On 10/05/17 at 9:45 am, Staff H stated she was not sure why a patient room on the medical/surgical floor was utilized as the preoperative area and the patient brought directly into the operating room. Stated she understood a patient could not be brought from contaminated area directly into the sterile environment; she also understood the doors to the operating room could not have uncontrolled opening during a surgery or procedure. The hospital does follow AORN guidelines. Pain management procedures are the only procedures currently being performed; future plans include ophthalmic procedures and colonoscopies.


On 10/05/17 at 9:25 am, Staff A and Staff E discussed bringing patients into a sterile environment from the medical/surgical floor; both unaware how practice started. Both also stated they would rearrange the operating room slightly to move the anesthesia machine away from the door opening sensor. Staff A stated that Staff E and Staff H would collaborate on a resolution.

DISCHARGE PLANNING - EARLY IDENTIFICATION

Tag No.: A0800

Based on record review and interview, the hospital failed to identify patients in need of assistance after discharge for 2 (Patients #4 and 7) of 20 records reviewed.

This failed practice resulted in compromised safety for Patient #4 and a decline in health for Patient #7 from lack of identification and/or utilization of resources for tobacco cessation and management of COPD.

Findings:

A policy titled "Discharge Planning and Screening Criteria" stated planning should involve the patient, family, social worker, and medical professionals caring for the patient. The policy contains a list of factors to be considered in discharge planning, including:

1. Age 65, lives alone;
2. Inadequate or no known support system;
3. History of readmission within 15 days;
4. Domestic violence; and
5. Chemical or substance abuse.

Patient #4

A form titled "Clinical Report- Nurses" dated 10/02/17 at 5:10 pm stated the patient presented to the facility for treatment of alcohol withdrawal, with the intent to transfer to a rehabilitation facility for alcohol abuse when considered medically stable.
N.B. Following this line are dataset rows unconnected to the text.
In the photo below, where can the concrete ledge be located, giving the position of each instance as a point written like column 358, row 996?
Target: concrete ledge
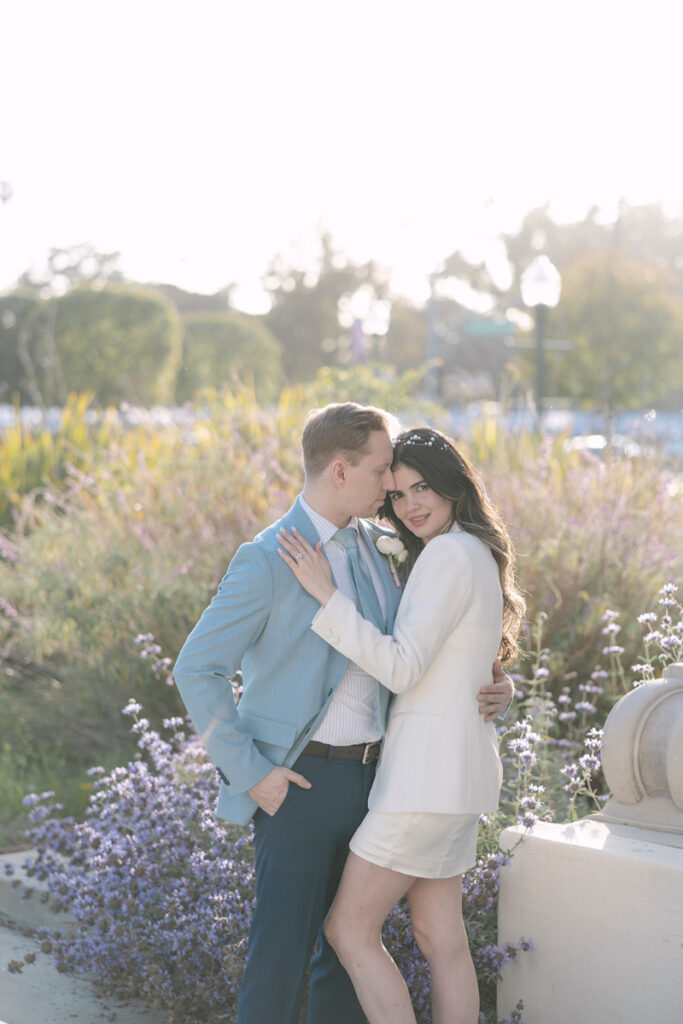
column 603, row 904
column 40, row 994
column 26, row 912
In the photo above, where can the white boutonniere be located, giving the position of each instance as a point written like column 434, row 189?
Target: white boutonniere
column 395, row 551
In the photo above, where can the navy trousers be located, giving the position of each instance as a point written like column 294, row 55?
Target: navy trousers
column 299, row 857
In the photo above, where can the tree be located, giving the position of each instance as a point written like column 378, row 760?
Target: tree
column 24, row 358
column 70, row 267
column 304, row 315
column 406, row 343
column 216, row 346
column 627, row 327
column 121, row 342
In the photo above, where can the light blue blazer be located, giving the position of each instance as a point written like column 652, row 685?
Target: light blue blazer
column 260, row 621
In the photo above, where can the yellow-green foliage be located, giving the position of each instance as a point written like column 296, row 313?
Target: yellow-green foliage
column 31, row 460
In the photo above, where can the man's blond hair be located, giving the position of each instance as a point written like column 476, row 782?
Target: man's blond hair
column 341, row 428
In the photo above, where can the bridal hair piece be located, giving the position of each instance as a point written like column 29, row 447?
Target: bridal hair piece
column 429, row 439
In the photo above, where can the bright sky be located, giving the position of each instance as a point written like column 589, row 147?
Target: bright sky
column 200, row 138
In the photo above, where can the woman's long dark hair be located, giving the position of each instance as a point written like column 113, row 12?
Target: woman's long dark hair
column 449, row 473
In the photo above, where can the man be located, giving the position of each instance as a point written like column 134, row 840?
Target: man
column 298, row 754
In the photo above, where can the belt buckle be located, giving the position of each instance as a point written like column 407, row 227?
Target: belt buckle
column 370, row 748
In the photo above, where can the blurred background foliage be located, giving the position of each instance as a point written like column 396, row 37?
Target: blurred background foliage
column 79, row 326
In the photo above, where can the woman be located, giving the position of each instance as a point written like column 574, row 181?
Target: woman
column 439, row 769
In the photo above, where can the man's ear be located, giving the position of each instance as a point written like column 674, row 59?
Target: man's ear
column 337, row 470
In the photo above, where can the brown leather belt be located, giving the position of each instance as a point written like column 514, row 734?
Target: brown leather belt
column 366, row 753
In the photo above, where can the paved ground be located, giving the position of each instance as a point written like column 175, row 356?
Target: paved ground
column 40, row 994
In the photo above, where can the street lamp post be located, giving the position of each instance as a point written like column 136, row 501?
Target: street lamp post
column 541, row 287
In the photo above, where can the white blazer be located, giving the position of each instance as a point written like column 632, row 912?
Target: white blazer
column 439, row 755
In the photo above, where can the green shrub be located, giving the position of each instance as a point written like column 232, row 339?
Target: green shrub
column 219, row 346
column 121, row 342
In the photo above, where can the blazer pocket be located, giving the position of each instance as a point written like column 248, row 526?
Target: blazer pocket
column 268, row 730
column 419, row 712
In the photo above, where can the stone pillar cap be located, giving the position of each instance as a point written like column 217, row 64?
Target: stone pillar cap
column 642, row 755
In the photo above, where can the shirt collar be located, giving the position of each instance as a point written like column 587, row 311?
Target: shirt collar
column 326, row 529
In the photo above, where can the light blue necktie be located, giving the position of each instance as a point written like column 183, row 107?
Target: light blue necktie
column 368, row 600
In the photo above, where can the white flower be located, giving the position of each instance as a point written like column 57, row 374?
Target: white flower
column 395, row 551
column 395, row 546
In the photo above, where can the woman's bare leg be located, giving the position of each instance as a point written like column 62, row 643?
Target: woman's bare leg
column 366, row 896
column 436, row 914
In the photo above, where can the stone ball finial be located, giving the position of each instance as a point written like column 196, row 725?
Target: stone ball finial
column 642, row 755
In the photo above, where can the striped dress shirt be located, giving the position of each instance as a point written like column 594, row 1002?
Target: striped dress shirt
column 351, row 716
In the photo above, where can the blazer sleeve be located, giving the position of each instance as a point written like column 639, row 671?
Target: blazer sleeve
column 437, row 596
column 213, row 652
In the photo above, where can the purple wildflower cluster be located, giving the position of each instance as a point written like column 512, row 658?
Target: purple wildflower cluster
column 161, row 893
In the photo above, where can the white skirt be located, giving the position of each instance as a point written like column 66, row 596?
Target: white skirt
column 427, row 846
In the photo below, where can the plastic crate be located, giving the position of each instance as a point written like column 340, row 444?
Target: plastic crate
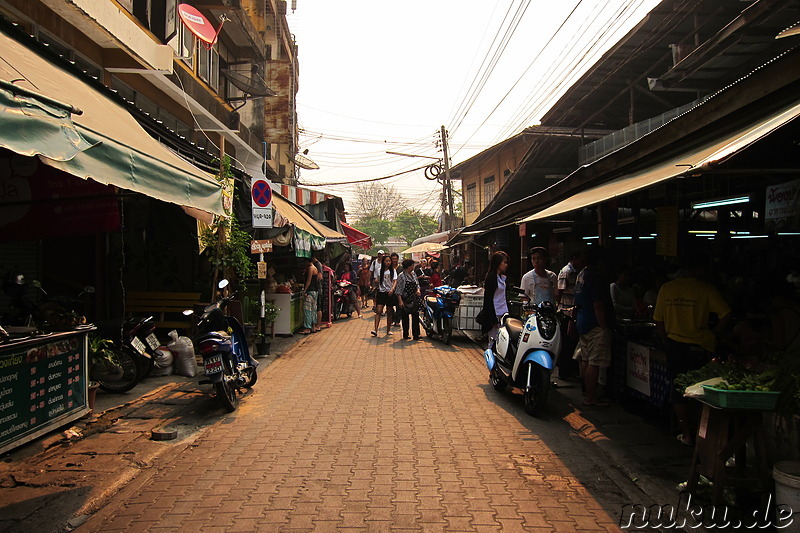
column 732, row 399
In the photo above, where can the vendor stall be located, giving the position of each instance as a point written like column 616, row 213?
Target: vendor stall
column 43, row 385
column 290, row 318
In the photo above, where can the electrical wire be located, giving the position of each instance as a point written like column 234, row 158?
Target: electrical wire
column 536, row 57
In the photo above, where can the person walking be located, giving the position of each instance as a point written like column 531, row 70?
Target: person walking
column 387, row 276
column 683, row 308
column 540, row 285
column 423, row 273
column 310, row 292
column 393, row 298
column 495, row 301
column 350, row 276
column 595, row 318
column 565, row 296
column 408, row 297
column 364, row 284
column 375, row 269
column 435, row 279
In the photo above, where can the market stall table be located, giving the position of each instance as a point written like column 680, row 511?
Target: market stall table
column 723, row 433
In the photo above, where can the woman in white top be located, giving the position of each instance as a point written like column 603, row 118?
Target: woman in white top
column 386, row 281
column 495, row 303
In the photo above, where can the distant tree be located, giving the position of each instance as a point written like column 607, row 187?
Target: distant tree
column 410, row 225
column 376, row 200
column 380, row 229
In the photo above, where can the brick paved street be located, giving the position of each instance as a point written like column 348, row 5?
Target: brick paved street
column 348, row 432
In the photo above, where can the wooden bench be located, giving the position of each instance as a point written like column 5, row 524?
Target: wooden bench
column 166, row 307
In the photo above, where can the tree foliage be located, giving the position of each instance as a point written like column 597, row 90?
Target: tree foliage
column 376, row 200
column 410, row 225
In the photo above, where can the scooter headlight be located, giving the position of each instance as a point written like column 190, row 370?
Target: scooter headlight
column 548, row 325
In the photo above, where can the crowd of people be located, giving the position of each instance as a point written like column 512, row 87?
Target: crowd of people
column 396, row 289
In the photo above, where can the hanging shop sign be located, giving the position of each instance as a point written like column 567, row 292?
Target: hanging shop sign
column 260, row 247
column 638, row 368
column 667, row 229
column 261, row 196
column 782, row 211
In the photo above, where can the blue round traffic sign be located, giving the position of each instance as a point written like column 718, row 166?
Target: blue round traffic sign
column 262, row 193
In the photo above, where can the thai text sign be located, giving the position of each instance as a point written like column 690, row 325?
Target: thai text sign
column 39, row 384
column 261, row 196
column 782, row 211
column 637, row 375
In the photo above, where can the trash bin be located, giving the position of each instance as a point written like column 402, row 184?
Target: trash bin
column 787, row 491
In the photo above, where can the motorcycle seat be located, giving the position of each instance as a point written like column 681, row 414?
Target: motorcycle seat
column 514, row 326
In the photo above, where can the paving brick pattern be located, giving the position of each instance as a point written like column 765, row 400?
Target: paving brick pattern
column 351, row 433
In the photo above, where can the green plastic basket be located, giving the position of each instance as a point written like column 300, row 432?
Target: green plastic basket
column 761, row 400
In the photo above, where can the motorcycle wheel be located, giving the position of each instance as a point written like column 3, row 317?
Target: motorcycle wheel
column 131, row 372
column 251, row 376
column 447, row 329
column 535, row 396
column 496, row 381
column 226, row 393
column 146, row 365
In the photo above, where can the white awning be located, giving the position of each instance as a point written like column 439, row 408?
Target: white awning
column 701, row 158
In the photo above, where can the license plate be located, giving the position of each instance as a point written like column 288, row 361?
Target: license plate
column 139, row 345
column 213, row 364
column 152, row 341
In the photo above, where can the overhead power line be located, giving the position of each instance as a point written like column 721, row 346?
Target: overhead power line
column 363, row 180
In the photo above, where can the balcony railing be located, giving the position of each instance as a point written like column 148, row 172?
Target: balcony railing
column 605, row 145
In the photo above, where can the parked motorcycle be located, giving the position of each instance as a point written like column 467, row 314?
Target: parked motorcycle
column 342, row 299
column 222, row 343
column 134, row 343
column 438, row 310
column 524, row 353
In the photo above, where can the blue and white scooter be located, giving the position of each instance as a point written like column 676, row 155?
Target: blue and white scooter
column 524, row 353
column 438, row 309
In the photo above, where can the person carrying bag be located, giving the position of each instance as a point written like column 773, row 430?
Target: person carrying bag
column 409, row 298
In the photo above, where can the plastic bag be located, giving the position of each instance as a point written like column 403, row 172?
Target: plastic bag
column 183, row 354
column 697, row 390
column 162, row 362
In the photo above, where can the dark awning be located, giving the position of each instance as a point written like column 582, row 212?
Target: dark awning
column 356, row 237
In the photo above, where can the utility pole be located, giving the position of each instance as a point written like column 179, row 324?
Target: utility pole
column 447, row 193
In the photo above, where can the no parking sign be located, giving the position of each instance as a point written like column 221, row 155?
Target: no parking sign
column 261, row 196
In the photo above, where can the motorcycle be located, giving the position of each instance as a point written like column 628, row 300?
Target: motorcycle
column 137, row 343
column 438, row 309
column 342, row 299
column 222, row 343
column 524, row 353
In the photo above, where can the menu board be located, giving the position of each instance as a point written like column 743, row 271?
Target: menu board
column 41, row 383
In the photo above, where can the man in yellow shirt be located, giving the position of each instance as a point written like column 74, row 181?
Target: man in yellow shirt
column 682, row 314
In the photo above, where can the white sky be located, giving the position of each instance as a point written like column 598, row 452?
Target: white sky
column 377, row 75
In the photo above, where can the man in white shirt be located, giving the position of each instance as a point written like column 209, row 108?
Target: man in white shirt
column 375, row 268
column 540, row 284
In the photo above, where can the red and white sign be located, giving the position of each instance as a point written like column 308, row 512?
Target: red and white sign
column 261, row 197
column 197, row 23
column 260, row 247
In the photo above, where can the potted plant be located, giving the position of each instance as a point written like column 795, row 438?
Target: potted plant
column 262, row 338
column 103, row 365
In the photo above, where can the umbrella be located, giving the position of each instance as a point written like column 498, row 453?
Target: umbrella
column 425, row 247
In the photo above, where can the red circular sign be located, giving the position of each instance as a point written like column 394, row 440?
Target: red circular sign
column 262, row 193
column 197, row 23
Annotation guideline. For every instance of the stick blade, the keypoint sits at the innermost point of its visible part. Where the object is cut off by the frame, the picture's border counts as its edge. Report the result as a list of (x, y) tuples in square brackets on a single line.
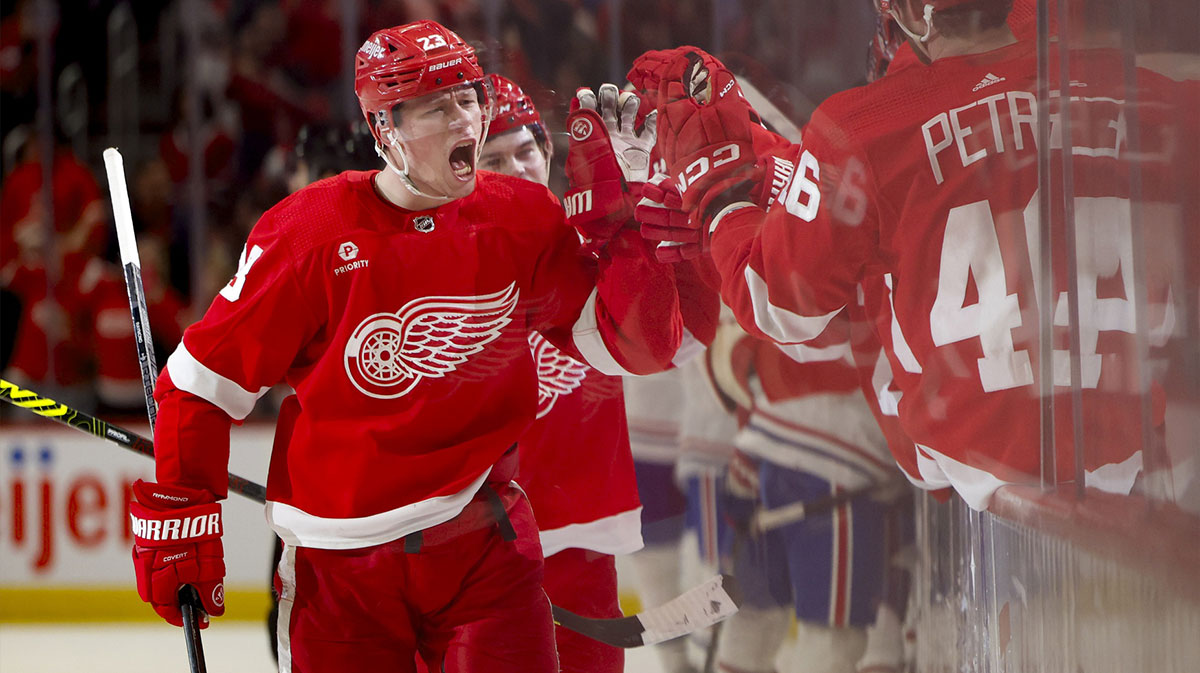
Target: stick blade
[(621, 632), (123, 216)]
A form titled "Clinical Report- Physicians/Mid Levels" stated the patient had no social support.

On 10/02/17 at 8:00 pm, Staff T documented multiple scabbed wounds and bruises were observed during the initial nursing assessment. The patient reported the injuries were sustained during an incident of domestic violence a month prior. Staff T documented no discharge needs were identified. There was no documentation a discharge planning assessment was done or any hospital staff were notified of the reported abuse.

Patient #7

A form titled "History and Physical" dated 09/23/17 stated the patient was admitted to the hospital from 09/17/17 to 09/23/17, and was now being readmitted the same day for the same problem (acute exacerbation of COPD) following an episode of heavy smoking at home. Documentation showed the patient was 71 years old and lived alone. There was no documentation the patient received a discharge planning assessment to identify potential problems with medical/social/financial needs to ensure needed medications and treatments were available, and arrange for assistance with tobacco cessation.

On 09/24/17 at 11:14 am, Staff S documented "No discharge needs identified." There was no documentation a discharge planning assessment was done.

On 10/04/17 at 2:05 pm, Staff A stated staff should contact him/her if any discharge needs are identified and then the social worker would be asked to do a discharge planning assessment; and no requests for discharge planning had been received. The surveyor discussed Patient #4 briefly and Staff A stated the patient should have received a discharge planning assessment.